You don't have to deny women opportunities on a societal level to make their lives suck. Women are not the same as men, you can totally set up society to make it so they get the short end of the stick in hundreds of little ways.

they do not expect sex to be enjoyable

I doubt that. Pagans have written books and created monuments to enjoyable sex.

essentially maidservants for their husbands' families

Nuclear families are the primary cause for this going away. England was admittedly the earliest nuclear society, and avoided this problem all together.

It's an underdiscussed aspect of single-core mega-urban countries like SK. More than half the country lives within commute distance of Seoul. So you can't build physical distance between you and the in-laws. Being a larger and distributed country helps mitigate this problem.

They don't really expect their husbands to love or even like them

Can't compare across different historic economic settings. But, women must be given opportunities. Opportunities to work, to choose their spouse, to leave their spouse, to choose a profession.

The descriptions of 4B make it sound a lot like MGTOW.

This is a very good point.

When women join in South Korea, are they operating from painful personal experiences, or are they reacting to a consensus that tells them that any self-respecting woman in their situation should be bitter?

It's probably a little of the former mixed with a lot of the latter. The best insight I've had into Korean gender norms came from this AAQC, which I've added to the OP. Almost anyone who dates will encounter heartbreak at some point. That, mixed with a media environment that aggressively highlights every instance of male misbehavior like men murdering their partners, could easily lead to the belief that men as a group are terrible overall.

Korean journalists - especially ones who know enough English to write for foreign journals like CNN and the NYT - are largely drawn from those upper-class women who went through college in the humanities and were radicalized on third-wave feminism.

Korean friend points out, Korean journalists frequently cite foreign (CNN, NYT, etc) articles about Korean gender wars to assert that these things are real, without thinking about the filter effect and the fact that the foreign journalists' friends are all upper-class English-speaking Koreans (i.e. filtered for feminists).

The resemblance to urban Indians is uncanny. Almost beat for beat.
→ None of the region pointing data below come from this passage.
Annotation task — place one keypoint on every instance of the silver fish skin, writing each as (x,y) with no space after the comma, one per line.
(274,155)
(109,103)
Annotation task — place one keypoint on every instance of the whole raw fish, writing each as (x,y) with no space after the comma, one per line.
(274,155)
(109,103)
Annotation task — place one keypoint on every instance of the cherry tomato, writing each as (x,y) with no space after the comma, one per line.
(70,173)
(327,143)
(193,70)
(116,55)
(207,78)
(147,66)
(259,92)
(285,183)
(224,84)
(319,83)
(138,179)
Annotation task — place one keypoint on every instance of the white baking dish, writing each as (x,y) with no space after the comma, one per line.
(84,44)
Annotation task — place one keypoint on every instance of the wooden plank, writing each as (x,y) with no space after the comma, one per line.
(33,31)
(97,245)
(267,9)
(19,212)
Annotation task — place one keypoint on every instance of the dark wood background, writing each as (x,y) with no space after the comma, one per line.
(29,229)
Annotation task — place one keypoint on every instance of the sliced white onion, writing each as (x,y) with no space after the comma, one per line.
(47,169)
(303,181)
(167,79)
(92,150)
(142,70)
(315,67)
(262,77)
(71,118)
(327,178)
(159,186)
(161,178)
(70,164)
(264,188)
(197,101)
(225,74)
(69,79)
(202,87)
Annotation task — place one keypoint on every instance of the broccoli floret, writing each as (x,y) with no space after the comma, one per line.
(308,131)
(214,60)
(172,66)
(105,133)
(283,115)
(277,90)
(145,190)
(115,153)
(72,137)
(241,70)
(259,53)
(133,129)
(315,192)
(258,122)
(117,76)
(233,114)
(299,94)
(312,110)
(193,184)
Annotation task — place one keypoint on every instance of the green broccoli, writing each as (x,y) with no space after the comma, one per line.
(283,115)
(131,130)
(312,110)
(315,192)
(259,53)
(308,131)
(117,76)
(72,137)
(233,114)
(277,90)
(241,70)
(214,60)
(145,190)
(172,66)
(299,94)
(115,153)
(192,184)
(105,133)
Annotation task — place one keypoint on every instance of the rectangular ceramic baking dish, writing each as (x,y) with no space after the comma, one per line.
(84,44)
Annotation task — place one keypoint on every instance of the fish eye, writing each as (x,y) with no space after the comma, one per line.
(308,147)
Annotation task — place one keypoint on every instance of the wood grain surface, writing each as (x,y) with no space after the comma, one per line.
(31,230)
  • Dads worked insanely hard to give kids a good life. Absent from home.
  • Moms over worked at home and ignored. Kids perceive dad as evil.
  • Women enter workforce en masse and start outperforming men because of affirmative action and strong preference for women in schooling.
  • Cities are bonkers expensive (Mumbai is more expensive per-sqft than SF)
  • Women enter liberal arts, and import western 3rd wave feminism whole sale
  • These women run all western MSM-aligned and portray men as trash
  • Indian men say fuck-this and live with their bros. Women ain't shit.
  • Eventually, 30+ men are married off to 30+ women in arranged marriages. Both lack co-ed socialization and have knee-jerk dislike for the other.
  • Divorce rates go through the roof.... (we are here right now)
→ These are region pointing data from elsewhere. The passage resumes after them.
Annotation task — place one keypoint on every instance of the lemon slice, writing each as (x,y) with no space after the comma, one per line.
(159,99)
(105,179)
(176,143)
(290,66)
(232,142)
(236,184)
Thankfully, there are a few main differences:

  • India is still poor. So wages haven't stagnated. There is still hope among men that their lives can be better than their parents. Optimism keeps defeatist incel-adjacent ideas sweeping the culture. (still, lots of Indian incels)
  • Indians are more outspoken. The culture is not as suffocatingly conformist as East Asia.
  • New cities are being built. So, while Delhi & Mumbai have become unaffordable, couples are moving to Hyd, Bangalore, Gurgaon, etc.
  • The majority is still rural. So, 3rd wave feminists haven't been able to quite takeover the culture like SK.
  • Lastly, other Indians speak English too. So, the voices of dissent are just as loud, even if western MSM won't platform them.

(Note: I am talking about upper middle class urban culture. Rural & Poor India is a very different world)

It seems like arranged marriage is another big difference, yes? From my understanding arranged marriages still exist in Japan but are uncommon, while they’re very rare in South Korea and the sinosphere.